TABLE 3.
Potential IVIg candidate examplesa | Considerations to discuss with patient |
---|---|
Patient lacking organizational skill or drive to self‐administer | Some patients may be unwilling, or lack the skills, necessary to take on an element of their own disease management. Setting appropriate patient expectations when discussing SCIg is important to outline the responsibilities of self‐administration and to help assess whether the patient would derive more benefit from an HCP‐assisted mode of administration |
Patient unable to self‐administer due to poor dexterity, fear of needles or no reliable support network | Patients with poor manual dexterity or fear of needles may struggle with aspects of the self‐administration technique (drawing solution from vial into syringe, etc.). A reliable caregiver (eg, spouse, family member, or friend) nearby to provide support or assist with the infusion can be considered if available. The use of a SCIg pre‐filled syringe to simplify the process can also be an option.

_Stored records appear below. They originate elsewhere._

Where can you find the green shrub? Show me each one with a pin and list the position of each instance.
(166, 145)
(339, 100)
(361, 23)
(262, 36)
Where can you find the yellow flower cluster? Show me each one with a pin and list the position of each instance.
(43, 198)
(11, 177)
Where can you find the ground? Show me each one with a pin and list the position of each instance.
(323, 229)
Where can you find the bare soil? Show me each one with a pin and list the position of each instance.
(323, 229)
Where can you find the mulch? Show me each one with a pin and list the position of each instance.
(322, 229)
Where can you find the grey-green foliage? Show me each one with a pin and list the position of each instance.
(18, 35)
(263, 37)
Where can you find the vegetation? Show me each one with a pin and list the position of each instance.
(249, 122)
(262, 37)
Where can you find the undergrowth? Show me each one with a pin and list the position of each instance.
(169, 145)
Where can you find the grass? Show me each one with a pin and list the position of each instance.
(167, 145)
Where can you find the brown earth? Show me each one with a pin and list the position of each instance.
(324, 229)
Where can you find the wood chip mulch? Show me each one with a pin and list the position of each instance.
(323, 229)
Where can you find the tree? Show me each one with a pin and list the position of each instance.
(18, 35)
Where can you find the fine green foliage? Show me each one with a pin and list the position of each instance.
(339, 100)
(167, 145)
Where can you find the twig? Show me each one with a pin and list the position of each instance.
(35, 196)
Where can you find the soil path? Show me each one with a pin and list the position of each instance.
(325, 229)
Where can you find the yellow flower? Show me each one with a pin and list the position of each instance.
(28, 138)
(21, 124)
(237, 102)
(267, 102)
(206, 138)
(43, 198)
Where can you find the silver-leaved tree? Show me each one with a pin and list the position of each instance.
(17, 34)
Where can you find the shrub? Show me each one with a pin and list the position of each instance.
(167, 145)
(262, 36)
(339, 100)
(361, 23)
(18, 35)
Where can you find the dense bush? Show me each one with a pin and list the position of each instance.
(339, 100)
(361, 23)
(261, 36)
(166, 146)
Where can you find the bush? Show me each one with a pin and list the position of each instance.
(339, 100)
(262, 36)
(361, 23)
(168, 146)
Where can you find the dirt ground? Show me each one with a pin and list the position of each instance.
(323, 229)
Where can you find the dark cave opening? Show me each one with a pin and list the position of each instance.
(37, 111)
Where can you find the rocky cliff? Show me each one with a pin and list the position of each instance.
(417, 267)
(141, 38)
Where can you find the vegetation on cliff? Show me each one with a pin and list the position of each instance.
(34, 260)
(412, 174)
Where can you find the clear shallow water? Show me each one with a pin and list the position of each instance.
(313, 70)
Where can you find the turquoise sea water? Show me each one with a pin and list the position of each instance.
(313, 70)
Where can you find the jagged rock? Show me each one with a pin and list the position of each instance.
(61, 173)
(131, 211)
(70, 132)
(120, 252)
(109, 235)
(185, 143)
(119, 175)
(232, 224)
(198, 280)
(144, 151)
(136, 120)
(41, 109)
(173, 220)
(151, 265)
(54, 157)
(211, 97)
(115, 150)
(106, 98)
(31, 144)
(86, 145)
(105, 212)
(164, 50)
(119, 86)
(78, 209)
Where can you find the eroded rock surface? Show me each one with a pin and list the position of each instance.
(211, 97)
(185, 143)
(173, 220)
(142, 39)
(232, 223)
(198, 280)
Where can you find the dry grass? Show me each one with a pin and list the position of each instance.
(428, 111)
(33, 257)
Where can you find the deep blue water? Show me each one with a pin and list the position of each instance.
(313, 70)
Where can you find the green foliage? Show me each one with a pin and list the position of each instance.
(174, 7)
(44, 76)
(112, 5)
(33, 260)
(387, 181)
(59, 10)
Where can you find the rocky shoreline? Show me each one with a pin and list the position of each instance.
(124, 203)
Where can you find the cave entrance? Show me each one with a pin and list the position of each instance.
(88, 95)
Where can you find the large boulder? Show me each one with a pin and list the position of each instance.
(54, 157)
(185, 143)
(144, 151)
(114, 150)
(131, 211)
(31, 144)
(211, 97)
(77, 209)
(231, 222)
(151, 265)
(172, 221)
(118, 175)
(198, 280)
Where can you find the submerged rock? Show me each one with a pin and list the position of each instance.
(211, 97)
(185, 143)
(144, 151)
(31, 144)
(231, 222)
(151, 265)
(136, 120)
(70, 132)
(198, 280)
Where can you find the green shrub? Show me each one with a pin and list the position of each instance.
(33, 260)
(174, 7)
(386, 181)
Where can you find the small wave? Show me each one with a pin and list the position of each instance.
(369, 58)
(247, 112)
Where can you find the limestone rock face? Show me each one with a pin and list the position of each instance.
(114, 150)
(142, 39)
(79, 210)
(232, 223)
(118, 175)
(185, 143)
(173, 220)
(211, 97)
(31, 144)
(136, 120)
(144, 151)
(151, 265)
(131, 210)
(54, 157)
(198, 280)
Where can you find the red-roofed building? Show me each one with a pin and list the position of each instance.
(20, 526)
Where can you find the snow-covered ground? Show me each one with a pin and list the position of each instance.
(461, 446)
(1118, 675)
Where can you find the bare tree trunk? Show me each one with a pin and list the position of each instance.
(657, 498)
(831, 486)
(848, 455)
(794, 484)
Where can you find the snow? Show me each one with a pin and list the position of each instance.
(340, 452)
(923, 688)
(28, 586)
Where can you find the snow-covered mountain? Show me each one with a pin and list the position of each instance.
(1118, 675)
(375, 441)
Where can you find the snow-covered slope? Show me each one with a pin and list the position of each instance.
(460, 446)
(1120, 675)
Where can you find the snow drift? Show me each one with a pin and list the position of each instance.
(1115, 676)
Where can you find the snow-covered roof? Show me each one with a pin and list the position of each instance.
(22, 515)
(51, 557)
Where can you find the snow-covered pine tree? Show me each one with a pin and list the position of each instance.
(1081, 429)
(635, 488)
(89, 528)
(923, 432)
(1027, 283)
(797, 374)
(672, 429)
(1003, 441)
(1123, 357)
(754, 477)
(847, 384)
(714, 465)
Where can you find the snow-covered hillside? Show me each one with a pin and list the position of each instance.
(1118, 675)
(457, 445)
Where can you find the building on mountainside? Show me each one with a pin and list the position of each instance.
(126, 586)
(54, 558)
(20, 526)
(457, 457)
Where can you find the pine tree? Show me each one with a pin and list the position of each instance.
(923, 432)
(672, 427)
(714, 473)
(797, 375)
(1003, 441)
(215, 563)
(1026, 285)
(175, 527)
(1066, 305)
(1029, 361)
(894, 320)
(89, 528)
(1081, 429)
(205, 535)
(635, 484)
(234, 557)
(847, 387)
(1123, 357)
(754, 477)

In the absence of the above options, remaining on IVIg may be a more appropriate plan |
Patient preferring treatment in a clinic setting or administered by an HCP | Some patients may prefer a clinic setting for their infusions due to the confidence and relationships built with staff. IVIg has the advantage of access to laboratory testing at the time of initiating the IV line. There is also potentially less risk of dosing errors in treatment administered by an HCP and the reliance on an HCP to monitor for side effects |
Patient familiarity and extensive history with IVIg | For established patients with CIDP, they may have received IVIg for a long time and feel comfortable with a therapy they know and trust. Patients may not get as much subjective benefit from SCIg compared with IVIg due to the route of administration and slower absorption. Physicians should periodically reassess the patient's perception of SCIg as the attributes which did not initially appeal may be viewed more favorably with changing patient circumstances |
Patient preferring more infrequent infusions | Some patients may find the infrequent infusion schedule (and potentially fewer disease reminders) associated with IVIg every 3 or more weeks fits in better with their lifestyle. As above, periodic discussions on the most suitable mode of administration should take place to reflect changing circumstances |
Low BMI patients requiring large IgG doses | Self‐administration of large volumes of SCIg may be unappealing or challenging for low BMI patients who have less available subcutaneous tissue for infusions. Often a SCIg infusion regimen can be designed to accommodate these patients, but this may require a higher number of infusion sites |
Abbreviation: BMI, body mass index.
Table does not provide an exhaustive list of potential candidates, but rather highlights some of the considerations to factor in during discussions with patients.